Plaintiffs next argue that the application of the 15 per cent rule transgresses Article I, Section 3, Clause 3 of the Constitution in that it unlawfully adds a qualification for the office of United States Senator beyond the age, citizenship and residency requirements of the Constitution.


As the defendants have correctly pointed out, the 15 percent rule does not add a qualification that precludes Hopfmann from obtaining the office of United States Senator. The rule merely adds a restriction on who may run in the Democratic party primary for statewide political office and potentially become the party nominee.

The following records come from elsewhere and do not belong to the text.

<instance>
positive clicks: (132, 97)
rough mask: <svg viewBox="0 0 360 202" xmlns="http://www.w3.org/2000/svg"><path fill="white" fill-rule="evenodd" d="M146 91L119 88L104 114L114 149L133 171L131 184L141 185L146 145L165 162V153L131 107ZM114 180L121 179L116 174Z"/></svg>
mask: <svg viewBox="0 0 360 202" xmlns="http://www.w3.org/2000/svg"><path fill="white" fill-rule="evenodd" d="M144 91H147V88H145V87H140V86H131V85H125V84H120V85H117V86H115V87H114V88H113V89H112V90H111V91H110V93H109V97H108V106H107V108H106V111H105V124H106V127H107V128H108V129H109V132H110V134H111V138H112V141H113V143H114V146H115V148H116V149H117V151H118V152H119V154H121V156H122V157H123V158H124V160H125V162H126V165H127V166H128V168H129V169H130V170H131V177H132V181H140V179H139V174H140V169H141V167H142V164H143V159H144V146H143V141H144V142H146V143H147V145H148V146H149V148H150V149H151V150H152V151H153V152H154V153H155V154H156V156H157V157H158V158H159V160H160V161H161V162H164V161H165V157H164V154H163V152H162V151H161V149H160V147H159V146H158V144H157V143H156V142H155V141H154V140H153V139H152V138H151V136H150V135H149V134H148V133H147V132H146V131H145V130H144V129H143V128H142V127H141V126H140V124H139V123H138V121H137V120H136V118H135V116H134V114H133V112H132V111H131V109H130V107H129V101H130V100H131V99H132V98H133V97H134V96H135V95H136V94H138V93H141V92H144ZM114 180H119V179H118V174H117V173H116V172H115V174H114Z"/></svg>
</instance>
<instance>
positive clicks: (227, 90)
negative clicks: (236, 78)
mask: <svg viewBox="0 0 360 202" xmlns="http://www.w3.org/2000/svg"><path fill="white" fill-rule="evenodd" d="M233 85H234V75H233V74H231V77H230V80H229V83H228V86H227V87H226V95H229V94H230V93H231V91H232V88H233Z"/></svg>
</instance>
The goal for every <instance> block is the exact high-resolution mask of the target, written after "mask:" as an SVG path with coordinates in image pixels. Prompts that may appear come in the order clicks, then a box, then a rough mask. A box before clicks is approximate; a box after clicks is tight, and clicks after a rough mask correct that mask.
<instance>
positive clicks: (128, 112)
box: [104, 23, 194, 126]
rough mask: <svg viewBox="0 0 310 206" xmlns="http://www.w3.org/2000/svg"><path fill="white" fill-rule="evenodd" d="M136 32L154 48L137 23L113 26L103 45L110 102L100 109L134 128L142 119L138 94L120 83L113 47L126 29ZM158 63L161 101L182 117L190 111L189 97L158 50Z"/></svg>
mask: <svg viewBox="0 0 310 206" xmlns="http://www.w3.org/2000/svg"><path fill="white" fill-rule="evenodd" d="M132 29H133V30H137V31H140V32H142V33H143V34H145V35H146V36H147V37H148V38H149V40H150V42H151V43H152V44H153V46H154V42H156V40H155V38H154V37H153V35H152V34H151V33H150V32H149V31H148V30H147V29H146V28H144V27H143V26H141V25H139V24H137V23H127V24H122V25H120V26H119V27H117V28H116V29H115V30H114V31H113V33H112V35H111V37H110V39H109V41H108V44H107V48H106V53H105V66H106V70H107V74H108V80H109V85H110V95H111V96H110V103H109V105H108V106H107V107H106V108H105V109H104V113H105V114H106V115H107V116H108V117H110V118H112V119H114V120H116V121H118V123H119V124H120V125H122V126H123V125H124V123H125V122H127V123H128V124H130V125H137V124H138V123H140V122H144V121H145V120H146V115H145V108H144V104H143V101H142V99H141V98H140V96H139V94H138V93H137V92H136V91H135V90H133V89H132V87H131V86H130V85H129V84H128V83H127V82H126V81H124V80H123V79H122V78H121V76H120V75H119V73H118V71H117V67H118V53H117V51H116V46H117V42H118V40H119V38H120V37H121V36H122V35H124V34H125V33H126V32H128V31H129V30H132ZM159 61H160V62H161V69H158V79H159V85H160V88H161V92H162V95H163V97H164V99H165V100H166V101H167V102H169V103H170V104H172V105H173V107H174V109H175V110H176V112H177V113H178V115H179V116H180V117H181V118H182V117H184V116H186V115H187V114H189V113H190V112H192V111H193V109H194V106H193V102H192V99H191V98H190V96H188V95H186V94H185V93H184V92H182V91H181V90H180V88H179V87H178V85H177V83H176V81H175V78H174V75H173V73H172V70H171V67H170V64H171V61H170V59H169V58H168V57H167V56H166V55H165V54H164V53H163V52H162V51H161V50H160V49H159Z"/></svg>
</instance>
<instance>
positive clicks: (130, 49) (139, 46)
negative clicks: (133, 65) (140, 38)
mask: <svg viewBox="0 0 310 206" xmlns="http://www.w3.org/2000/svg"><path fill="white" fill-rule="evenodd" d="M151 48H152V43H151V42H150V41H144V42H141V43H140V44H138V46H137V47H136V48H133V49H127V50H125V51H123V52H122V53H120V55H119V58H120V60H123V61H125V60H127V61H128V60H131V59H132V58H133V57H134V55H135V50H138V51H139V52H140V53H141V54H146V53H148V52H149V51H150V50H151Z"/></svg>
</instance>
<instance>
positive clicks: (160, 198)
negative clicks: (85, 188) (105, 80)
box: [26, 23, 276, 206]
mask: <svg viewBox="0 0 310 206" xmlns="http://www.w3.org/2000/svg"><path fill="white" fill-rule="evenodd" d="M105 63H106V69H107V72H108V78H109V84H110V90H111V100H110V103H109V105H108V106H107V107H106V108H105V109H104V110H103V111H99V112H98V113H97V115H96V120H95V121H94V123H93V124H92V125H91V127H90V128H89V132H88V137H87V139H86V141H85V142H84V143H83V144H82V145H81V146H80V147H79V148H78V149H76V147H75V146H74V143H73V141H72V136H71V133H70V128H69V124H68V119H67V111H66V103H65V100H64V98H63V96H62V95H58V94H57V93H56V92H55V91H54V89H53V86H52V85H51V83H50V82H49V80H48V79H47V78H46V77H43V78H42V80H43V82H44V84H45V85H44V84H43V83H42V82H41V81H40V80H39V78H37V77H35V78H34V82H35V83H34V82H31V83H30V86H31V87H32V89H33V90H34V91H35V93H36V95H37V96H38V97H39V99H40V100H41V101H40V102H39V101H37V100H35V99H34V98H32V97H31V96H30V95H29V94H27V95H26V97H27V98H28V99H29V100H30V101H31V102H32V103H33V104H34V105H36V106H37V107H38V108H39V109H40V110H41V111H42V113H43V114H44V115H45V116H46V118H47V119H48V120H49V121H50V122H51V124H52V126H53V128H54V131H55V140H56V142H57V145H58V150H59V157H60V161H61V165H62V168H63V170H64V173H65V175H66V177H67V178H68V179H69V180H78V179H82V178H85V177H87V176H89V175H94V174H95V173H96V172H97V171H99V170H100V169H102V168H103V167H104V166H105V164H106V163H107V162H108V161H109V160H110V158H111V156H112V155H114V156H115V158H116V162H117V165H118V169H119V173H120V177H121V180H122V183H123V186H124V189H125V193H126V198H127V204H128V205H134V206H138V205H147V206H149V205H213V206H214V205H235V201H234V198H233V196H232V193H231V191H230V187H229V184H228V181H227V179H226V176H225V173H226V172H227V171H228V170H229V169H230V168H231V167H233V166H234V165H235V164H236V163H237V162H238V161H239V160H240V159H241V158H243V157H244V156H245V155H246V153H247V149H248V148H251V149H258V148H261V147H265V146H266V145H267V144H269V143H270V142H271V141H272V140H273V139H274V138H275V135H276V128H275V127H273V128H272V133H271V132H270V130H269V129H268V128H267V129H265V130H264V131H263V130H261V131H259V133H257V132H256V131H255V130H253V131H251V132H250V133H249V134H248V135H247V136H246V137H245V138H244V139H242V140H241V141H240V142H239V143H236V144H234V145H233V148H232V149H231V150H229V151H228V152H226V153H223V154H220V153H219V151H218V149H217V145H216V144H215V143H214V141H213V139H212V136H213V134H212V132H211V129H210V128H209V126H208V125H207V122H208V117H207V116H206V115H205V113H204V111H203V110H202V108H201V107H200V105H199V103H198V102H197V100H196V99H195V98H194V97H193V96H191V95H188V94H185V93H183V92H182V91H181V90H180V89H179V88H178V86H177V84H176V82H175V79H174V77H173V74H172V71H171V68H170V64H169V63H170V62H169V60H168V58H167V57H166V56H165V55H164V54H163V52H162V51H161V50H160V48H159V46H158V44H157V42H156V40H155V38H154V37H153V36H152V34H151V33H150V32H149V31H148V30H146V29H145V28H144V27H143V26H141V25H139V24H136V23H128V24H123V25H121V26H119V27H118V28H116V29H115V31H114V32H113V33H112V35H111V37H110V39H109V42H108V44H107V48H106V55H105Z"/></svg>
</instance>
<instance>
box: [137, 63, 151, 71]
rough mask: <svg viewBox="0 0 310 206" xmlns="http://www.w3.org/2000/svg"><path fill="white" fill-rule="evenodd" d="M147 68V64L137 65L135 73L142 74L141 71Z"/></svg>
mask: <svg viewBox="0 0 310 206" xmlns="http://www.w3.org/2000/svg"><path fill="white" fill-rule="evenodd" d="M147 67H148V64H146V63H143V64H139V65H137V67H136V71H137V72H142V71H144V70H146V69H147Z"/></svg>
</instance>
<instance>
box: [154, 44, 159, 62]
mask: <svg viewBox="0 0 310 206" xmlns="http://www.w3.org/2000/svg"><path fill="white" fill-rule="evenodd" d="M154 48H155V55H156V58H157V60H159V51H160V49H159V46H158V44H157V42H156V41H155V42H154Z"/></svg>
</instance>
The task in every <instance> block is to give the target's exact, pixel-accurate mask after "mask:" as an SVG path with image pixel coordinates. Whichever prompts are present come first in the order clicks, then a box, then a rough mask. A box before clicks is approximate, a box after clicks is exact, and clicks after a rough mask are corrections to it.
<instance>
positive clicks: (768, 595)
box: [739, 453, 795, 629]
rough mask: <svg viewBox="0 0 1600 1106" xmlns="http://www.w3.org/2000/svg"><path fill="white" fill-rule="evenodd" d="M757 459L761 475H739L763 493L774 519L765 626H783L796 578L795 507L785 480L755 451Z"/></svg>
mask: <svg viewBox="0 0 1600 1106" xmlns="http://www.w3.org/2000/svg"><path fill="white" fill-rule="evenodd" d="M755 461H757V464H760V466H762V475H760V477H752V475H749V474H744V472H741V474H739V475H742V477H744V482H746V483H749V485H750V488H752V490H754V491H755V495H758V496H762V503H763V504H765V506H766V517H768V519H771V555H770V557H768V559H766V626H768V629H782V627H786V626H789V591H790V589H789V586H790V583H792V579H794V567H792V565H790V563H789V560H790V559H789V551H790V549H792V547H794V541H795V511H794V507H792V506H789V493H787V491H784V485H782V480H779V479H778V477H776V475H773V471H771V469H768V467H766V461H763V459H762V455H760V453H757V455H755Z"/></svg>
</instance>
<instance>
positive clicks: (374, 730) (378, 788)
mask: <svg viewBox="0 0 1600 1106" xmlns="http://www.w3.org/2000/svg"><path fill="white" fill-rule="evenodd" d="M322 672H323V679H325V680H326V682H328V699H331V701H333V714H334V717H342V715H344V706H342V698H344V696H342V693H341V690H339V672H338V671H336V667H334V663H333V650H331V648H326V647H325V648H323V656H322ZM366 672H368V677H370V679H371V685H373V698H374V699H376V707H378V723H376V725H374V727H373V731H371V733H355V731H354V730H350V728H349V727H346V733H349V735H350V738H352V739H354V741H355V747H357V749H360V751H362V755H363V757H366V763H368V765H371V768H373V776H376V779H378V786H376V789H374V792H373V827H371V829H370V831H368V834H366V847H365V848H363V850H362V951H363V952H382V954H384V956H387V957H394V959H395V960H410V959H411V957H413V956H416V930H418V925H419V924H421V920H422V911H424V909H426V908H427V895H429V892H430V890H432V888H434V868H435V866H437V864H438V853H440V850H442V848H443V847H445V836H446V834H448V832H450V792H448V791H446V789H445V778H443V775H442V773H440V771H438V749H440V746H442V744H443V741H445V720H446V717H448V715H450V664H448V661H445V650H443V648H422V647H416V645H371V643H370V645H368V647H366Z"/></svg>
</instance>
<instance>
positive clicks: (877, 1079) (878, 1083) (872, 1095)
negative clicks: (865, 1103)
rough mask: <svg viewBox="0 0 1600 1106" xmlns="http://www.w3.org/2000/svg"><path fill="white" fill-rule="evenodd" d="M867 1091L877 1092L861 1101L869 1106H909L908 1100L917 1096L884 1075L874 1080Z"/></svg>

The cases cited by plaintiffs to the effect that neither Congress nor the states can add to the constitutional qualifications for office are inapposite. Cf. Powell v. McCormack, 395 U.S. 486, 547, 551, 89 S.Ct. 1944, 1977, 1979, 23 L.Ed.2d 491 (1969).


Unlike the additional requirements involved in the cases cited by plaintiffs, failure to comply with the 15 percent rule does not render a candidate ineligible for the office of United States Senator. An individual is free to run as the candidate of another party, as an independent, or as a write-in candidate. If he is elected and meets the requirements of Article I, Section 3, he will be qualified to take office. As the Wyoming Supreme Court stated in State v. Crane, 197 P.2d 864, 871 (Wyo.1948), the test to determine whether or not the "restriction" amounts to a "qualification" within the meaning of Article I, Section 3, is whether the candidate "could be elected if his name were written in by a sufficient number of electors."


If plaintiffs' position were accepted, it would invalidate most of the state regulatory statutes, such as G.L. c. 53, which also restricts ballot access by requiring, among other things, that each candidate must submit nominating papers signed by at least 10,000 registered voters. Similar statutes have been upheld by the Supreme Court as an adjunct to the states' regulatory powers under the "time, place, and manner" clause of Article I, Section 4, in order to insure that "some sort of order, rather than chaos, is to accompany the democratic processes." Storer v. Brown, 415 U.S. 724, 730, 94 S.Ct. 1274, 1279, 39 L.Ed.2d 714 (1974); see also Rosario v. Rockefeller, 410 U.S. 752, 93 S.Ct. 1245, 36 L.Ed.2d 1 (1973).


We therefore conclude that the 15 percent rule cannot be said to violate Article I, Section 3, Clause 3.



Plaintiffs' final contention is that the 15 percent rule violates the Seventeenth Amendment to the Constitution, which provides in pertinent part:


The electors in each State shall have the qualifications requisite for electors of the most numerous branch of the State legislatures.


Plaintiffs insist that the 15 percent rule contravenes this provision, because the rule applies only to candidates for statewide office, whereas the election of state representatives is not governed by the rule.


This contention was not raised below by plaintiffs, and is not properly before this court. See Johnson v. Allyn & Bacon, Inc., 731 F.2d 64, 73 (1st Cir.1984); Johnston v. Holiday Inns, Inc., 595 F.2d 890, 894 (1st Cir.1979).


However, if it is assumed arguendo that the contention is properly before us, we find that it is entirely lacking in merit. The 15 percent rule does not impose a qualification on voters for participation in elections for United States Senator which does not apply to voters in elections for representatives in the state legislature. As previously stated in this opinion, the 15 percent rule only imposes a restriction on those who wish to participate in the primary of the Democratic party and to obtain that party's nomination, whether they be candidates for the United States Senate or for the lower house of the state legislature. We repeat that any individual who fails to meet the requirements of or is dissatisfied with the 15 percent rule has the opportunity to run as a candidate of another party, as an independent, or to conduct a write-in campaign. Forssenius v. Harman, 235 F.Supp. 66 (E.D.Va.1964), relied on by plaintiffs, is inapposite. In that case, the state statute provided that no voter would be entitled to vote in any federal election unless he offered proof of continuing residence by filing a certificate in the time and manner prescribed by the state law.